A report this week by umbrella company compliance specialist PayePass, estimated the number of people working via unregulated arrangements grew from 600,000 in 2018-19 to 700,000 in 2021-22.
Julia Kermode, chief executive of PayePass, said: “[The regulation of the sector] needs to be tackled in the right way, otherwise more and more people will find themselves in these tax avoidance schemes.”
The government launched a consultation on ways to curb tax avoidance and abuses of employment rights by umbrella companies this summer and was analysing the responses.
It first promised to regulate the sector as far back as 2018, in response to a review into modern working practices it had commissioned. But progress has been slow.
The pace of growth in workers using umbrella arrangements since changes to the off-payroll working rules affecting the private sector had been “staggering”, Kermode said.
Since April 2021, the decision about whether contractors are considered self-employed for tax purposes — known as “outside IR35” — or employed was moved from the freelancers to their hirers. Similar rules have been in force in the public sector in 2017.
Hirers affected by the rule changes have increasingly required freelance workers to use umbrella companies, pushing up the numbers using the arrangements. But this resulted in a growth in rogue operators, Kermode said.

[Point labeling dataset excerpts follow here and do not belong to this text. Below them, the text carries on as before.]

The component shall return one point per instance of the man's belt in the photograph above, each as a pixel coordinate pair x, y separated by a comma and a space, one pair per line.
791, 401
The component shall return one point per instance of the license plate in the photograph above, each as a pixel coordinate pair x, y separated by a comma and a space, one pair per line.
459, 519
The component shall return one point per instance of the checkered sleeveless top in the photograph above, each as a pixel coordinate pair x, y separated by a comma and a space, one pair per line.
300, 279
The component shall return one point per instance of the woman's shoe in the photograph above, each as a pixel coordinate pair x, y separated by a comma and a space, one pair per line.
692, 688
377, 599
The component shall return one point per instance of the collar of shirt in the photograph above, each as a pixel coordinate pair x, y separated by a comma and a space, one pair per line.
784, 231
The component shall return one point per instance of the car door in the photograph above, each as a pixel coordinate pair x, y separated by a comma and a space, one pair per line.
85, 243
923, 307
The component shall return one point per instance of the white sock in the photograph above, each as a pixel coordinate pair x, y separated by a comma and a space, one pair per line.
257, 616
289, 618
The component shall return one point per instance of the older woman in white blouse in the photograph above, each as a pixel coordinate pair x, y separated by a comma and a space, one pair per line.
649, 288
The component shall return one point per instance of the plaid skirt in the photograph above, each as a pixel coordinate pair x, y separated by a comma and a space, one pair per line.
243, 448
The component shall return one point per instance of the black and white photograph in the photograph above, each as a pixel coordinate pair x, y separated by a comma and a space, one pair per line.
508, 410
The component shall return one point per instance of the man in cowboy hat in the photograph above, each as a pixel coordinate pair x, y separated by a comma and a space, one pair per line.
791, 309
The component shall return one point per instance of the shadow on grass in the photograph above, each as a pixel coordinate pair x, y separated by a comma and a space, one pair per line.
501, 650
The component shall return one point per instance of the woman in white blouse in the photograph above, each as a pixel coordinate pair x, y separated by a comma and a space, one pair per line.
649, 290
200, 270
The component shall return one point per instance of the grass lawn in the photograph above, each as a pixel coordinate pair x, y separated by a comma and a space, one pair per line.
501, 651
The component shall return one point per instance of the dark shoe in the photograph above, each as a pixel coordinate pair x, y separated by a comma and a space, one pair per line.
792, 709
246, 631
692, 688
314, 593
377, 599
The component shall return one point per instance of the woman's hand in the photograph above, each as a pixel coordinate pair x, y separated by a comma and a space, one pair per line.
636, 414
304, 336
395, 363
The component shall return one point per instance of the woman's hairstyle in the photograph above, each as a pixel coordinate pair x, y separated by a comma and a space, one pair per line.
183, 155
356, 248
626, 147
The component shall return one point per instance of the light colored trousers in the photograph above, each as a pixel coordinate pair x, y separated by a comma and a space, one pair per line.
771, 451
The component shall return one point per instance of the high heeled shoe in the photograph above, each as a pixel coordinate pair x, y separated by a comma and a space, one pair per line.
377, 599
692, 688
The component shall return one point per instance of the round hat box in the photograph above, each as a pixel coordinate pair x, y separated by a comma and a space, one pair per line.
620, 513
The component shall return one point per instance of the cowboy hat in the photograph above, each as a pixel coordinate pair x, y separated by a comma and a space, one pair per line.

She added she had seen “many instances” of umbrella workers’ earnings being diverted into tax avoidance schemes. Some workers only found out when they were hit by large, unexpected tax bills from HM Revenue & Customs.
“This is simply unacceptable. The government is well aware of the issues and must step in to protect people’s livelihoods,” Kermode added. “The tax avoidance taking place means that tens of billions of pounds in uncollected tax are likely slipping through HMRC’s fingers.”
But HMRC estimated that only handful of avoidance promoters remained active and it said it was determined to drive them out of business. It has published details of 50 promoters, 14 directors, and 54 tax avoidance schemes. HMRC has also issued 15 stop notices between August 2022 and the end of August 2023, requiring a promoter to stop marketing a tax avoidance scheme.
The government said it was reviewing feedback to the consultation and would respond “in due course”. It added: “Many umbrella companies are compliant with the tax rules — however, we recognise the risk posed by those who abuse the model and will take action against these bad actors.”
However, industry practitioners want more rapid action. Crawford Temple, chief executive of Professional Passport, an independent assessor of payment intermediary compliance, also said he was seeing “high levels” of tax avoidance schemes, and this was “reaching levels of an industrial scale”.
“HMRC is simply not stamping down on the schemes concertedly enough and persists in chasing the victims of the schemes rather than the architects of those schemes. The lack of enforcement is simply allowing the perpetrators to thrive,” he said.
The government consultation suggested various options for regulating the industry. These included a new requirement for recruiters, or their clients, to conduct due diligence on umbrella companies, with penalties for failing to do so. Another option was the transfer of unpaid tax from an umbrella company to another party in the labour supply chain.